It was anticlimactic, to say the least, when earlier this week the beleaguered Office of Campaign Finance (OCF) finally released copies of the secret agreements it struck with several election committees, including the one that helped Marion Barry regain the mayor’s office. The content of the agreements was almost banal; what proved more enlightening was what they showed OCF had failed to do.

Release of the documents came only after Washington City Paper filed a Freedom of Information Act request demanding the records be made public and WRC-TV’s Tom Sherwood lodged some vocal complaints. Acting OCF Director Victor Sterling had claimed he was unable to release the documents because the terms of the agreements guaranteed confidentiality. Elections board Chairman Benjamin Wilson disagreed.

“Beyond the fact that there is no statutory basis for restricting access to this information, it is our view that public disclosure is the linchpin of effective campaign finance enforcement and is critical to the integrity of the electoral process,” Wilson said in a Jan. 26 letter to Sterling ordering the release of the materials.

Sterling’s recalcitrance helped fuel long-standing accusations that OCF fails to perform objective investigations whenever the mayor is involved—hardly surprising, since the OCF director is a mayoral appointee, creating if nothing else the appearance of a conflict of interest. Critics also contend that the agency has been a paper tiger, coddling election-law violators instead of levying the maximum sanctions.

The latest agreements seem to bear that out. The one made with the Barry for Mayor in ’94 Committee, for example, states “that sufficient evidence exists constituting violations” of the city’s campaign finance laws and conflict-of-interest laws restricting consultation with private political action committees (PACs). But those violations are never itemized. And OCF permitted the Barry committee to skirt culpability by “neither admitting nor denying” the violations, and simply agreeing to pay a total of $1,600 for four “unspecified” infractions.

The preferential treatment of the mayor-elect contrasted starkly with OCF’s handling of the violations by the Sharon Pratt Kelly Committee and the Friends of D.C. (the PAC backing Kelly), each of which was fined $300 for exceeding campaign donation limits—a violation spelled out in the document.

In the case of the Washington Business PAC—the private committee with which Barry consulted—OCF specifically states what the violations were: sharing office space, sharing personnel (campaign field coordinator Luanner Peters), and producing a brochure soliciting contributions to the Barry committee. Still, the business PAC was also allowed to weasel out of responsibility for the violations—“neither admitting nor denying” them—while paying the aforementioned fines.

Not only did OCF’s Sterling provide the oil for the four election committees to slide through the investigation process, he declined to bring the maximum punishment to bear. According to District law, both the Barry committee and the business PAC each could have been fined a $500 penalty for each violation. Moreover, Sterling could have referred the cases to the U.S. Attorney’s Office for possible criminal prosecution.

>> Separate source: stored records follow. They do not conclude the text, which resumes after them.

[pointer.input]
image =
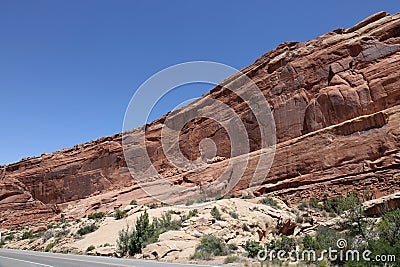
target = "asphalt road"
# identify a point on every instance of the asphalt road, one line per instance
(23, 258)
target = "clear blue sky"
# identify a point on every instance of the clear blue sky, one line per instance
(69, 68)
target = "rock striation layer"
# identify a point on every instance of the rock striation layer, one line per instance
(336, 105)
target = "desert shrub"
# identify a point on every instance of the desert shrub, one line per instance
(189, 202)
(309, 243)
(388, 230)
(49, 247)
(153, 206)
(119, 214)
(165, 223)
(252, 248)
(302, 206)
(231, 259)
(284, 243)
(315, 204)
(219, 197)
(246, 228)
(96, 215)
(234, 215)
(10, 237)
(269, 201)
(215, 213)
(87, 229)
(299, 219)
(193, 213)
(233, 247)
(27, 235)
(201, 255)
(132, 241)
(90, 248)
(47, 235)
(210, 246)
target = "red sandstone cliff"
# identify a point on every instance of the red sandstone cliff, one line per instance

D.C. Councilmember Harold Brazil, whose Committee on Government Operations oversees OCF, is seething over the agency’s handling of the entire matter. He plans to scrutinize OCF’s behavior in a public round-table on Feb. 10. A Brazil spokesman says the conciliation agreements do not go far enough, and it appears the attorneys for the committees “did an end run around” Sterling. Brazil wants Sterling at the hearing—so much that he has threatened to subpoena him if necessary.

Peter Montgomery, chairman of Common Cause/D.C., calls the entire affair “outrageous.” He says the agreements do not provide an opportunity for the public to evaluate “how serious the investigation was and how appropriate the fines are.” In addition to helping to write legislation to reform city campaign finance laws, Montgomery says his organization plans to examine the structural relationship between the elections board and OCF.

“They’re not serving [taxpayer] interests,” Montgomery insists.

If, as some critics contend, Sterling was more concerned with trying to protect his future boss from embarrassment than he was with enforcing D.C. election laws, his efforts went for naught. No sooner were the agreements released than Barry replaced Sterling, who was well over the 90-day limit imposed by law on temporary appointments. After that time period, an acting administrator must either be named permanently to the position or District funds may no longer be used to pay his or her salary. Sterling was named to his post in April 1994 following the arrest of former OCF Director Robert Lane for possession of crack cocaine.

During negotiations, lawyers representing the Barry election committee reportedly confronted Sterling with the fact that he was running the agency beyond his legal authority, and were able to use this weakness to their advantage. City hall sources say it was Sterling who initiated discussions regarding keeping the agreements confidential. Barry’s lawyers did, however, apparently push to have specific charges removed from the agreement. The final documents illustrate the level of their success.

Frederick Cooke, the attorney who represented the Barry committee, could not be reached for comment. Sterling did not return telephone calls to his office.

The new head of OCF is lawyer Melvin Doxie, whose nomination indicates Barry may still be looking for protection. Doxie is the law partner of the mayor’s longtime friend Willie Leftwich. And Leftwich’s wife, Norma, is a member of the elections board, which has some administrative oversight over OCF.